Le Castella (Isola di Capo Rizzuto)
Fortezza aragonese su un isolotto collegato alla terraferma da una lingua di sabbia. Uno dei borghi marini più fotografati del Sud Italia. A 20 minuti d'auto da Crotone.
La cucina del Marchesato
'Nduja, sardella cruciana, pipi e patati, pesce spada del Ionio, pecorino crotonese DOP. E il vino Cirò, il rosso più antico d'Italia — vinificato ininterrottamente dai tempi greci.
«Sappiate anzitutto rispettare voi stessi.» — Pitagora di Samo, che a Crotone visse e insegnò per circa vent'anni
Duemilasettecento anni in una timeline
Una città che ha attraversato tutte le stagioni del Mediterraneo, senza mai perdere il proprio nome.
Cinque curiosità pitagoriche
- Il teorema che porta un altro nome.
Il celebre "teorema di Pitagora" era in realtà già noto ai babilonesi 1.000 anni prima. La scuola crotoniate lo formalizzò e ne diede la prima dimostrazione geometrica rigorosa. - Milone e il vitello.
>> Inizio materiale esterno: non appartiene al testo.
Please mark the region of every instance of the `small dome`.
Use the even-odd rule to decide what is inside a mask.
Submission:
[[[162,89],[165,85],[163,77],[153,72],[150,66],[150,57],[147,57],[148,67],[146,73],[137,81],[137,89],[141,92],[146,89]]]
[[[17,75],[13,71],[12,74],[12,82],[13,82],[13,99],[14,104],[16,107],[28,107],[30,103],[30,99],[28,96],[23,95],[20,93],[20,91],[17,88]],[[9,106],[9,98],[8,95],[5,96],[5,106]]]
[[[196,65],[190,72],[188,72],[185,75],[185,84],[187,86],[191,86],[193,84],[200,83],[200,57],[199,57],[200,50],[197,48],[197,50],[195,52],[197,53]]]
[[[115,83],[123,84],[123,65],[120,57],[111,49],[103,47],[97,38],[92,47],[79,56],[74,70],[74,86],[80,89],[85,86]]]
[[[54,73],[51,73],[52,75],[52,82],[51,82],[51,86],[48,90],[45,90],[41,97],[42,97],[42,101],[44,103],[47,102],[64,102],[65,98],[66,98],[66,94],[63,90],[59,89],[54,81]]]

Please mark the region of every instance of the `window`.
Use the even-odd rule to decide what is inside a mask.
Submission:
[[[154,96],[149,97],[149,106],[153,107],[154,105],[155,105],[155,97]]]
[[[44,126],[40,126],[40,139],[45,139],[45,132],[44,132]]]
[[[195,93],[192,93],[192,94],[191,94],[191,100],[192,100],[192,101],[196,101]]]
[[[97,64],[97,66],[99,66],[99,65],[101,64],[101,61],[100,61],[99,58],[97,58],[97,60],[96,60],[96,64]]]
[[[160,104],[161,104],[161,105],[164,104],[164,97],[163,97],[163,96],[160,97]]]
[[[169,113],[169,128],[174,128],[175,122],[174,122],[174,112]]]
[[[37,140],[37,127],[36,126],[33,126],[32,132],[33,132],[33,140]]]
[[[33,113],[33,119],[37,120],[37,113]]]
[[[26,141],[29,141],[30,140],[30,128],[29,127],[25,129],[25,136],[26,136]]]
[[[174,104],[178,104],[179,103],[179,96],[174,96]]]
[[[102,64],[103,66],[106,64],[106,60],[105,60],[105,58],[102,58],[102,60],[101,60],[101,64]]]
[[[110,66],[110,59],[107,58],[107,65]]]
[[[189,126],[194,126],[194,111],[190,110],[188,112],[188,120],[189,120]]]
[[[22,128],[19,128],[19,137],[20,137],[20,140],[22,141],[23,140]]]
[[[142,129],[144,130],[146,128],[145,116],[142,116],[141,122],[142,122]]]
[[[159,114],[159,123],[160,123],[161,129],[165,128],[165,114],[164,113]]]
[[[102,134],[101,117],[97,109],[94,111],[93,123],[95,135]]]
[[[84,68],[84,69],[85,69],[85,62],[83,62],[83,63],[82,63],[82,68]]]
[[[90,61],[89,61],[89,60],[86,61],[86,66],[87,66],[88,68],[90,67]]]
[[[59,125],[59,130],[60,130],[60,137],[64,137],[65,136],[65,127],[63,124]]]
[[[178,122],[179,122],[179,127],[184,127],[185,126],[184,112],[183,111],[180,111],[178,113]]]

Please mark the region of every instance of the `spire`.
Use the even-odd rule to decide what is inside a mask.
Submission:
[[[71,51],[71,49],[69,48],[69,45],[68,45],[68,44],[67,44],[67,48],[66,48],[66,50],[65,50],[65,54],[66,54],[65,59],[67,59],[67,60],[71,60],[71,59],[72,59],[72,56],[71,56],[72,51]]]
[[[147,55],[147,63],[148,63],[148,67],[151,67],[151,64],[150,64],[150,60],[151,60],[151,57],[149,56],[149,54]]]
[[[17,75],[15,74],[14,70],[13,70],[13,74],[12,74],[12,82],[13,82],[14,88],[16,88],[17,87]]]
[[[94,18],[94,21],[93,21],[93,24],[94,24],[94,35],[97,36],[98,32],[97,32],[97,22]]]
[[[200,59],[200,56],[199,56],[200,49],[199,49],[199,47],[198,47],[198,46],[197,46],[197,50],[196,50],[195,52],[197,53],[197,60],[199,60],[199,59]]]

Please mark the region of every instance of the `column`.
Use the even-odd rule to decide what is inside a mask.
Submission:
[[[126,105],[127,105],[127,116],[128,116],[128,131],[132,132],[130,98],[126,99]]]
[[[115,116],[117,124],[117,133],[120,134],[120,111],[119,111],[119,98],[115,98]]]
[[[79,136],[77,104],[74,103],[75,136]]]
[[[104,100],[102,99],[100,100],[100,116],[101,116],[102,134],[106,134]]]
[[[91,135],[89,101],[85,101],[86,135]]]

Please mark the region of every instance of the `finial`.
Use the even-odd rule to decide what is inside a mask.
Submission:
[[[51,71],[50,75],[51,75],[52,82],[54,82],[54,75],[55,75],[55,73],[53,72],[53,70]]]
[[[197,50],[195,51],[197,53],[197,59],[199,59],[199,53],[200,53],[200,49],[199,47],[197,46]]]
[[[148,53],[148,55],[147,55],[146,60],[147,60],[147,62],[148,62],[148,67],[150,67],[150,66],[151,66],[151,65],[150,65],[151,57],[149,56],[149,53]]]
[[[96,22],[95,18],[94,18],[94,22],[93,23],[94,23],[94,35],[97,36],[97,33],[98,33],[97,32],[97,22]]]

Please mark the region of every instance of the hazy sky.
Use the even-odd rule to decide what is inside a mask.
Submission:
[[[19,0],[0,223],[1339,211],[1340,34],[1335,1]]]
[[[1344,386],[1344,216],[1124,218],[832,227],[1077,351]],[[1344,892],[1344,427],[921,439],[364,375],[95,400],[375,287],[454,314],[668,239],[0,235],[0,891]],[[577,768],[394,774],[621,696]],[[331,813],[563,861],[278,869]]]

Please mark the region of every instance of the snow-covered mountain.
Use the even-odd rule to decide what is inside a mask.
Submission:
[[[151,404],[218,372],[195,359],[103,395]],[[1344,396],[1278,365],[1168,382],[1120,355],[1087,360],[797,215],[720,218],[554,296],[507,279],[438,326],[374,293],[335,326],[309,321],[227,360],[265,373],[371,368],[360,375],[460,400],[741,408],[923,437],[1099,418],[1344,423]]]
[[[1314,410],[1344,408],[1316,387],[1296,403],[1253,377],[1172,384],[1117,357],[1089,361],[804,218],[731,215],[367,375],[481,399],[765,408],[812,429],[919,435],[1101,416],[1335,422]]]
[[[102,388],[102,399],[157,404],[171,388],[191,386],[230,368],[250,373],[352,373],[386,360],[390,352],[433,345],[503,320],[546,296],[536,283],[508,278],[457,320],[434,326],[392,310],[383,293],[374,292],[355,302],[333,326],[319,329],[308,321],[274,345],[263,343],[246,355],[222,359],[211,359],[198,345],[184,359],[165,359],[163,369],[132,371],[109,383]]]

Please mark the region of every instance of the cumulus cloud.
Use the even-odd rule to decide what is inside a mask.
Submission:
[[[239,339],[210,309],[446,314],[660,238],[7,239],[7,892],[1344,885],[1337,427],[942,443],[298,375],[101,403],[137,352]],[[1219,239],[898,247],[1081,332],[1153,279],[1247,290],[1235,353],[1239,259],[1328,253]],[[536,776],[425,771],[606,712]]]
La leggenda vuole che Milone di Crotone si allenasse portando in spalla un vitello ogni giorno, dalla nascita all'età adulta: quando l'animale era diventato un toro, lui era ancora capace di sollevarlo. Prima forma documentata di "progressive overload". - La scuola dei "sentiti".
I discepoli pitagorici erano divisi in due categorie: mathematikoi (che potevano ascoltare le lezioni e intervenire) e akousmatikoi (che potevano solo ascoltare). Il concetto di "corso preparatorio" nasce qui. - La Corona di Hera.
Nel 1987 fu ritrovata a Capo Colonna una corona d'oro finissima databile al V secolo a.C. — probabilmente offerta votiva al santuario di Hera Lacinia. Custodita al Museo Archeologico della città. - Il Cirò e le Olimpiadi.
Il vino Cirò veniva servito ai vincitori delle Olimpiadi antiche di Olimpia. È probabilmente il vino con la tradizione produttiva più antica d'Europa ancora in attività.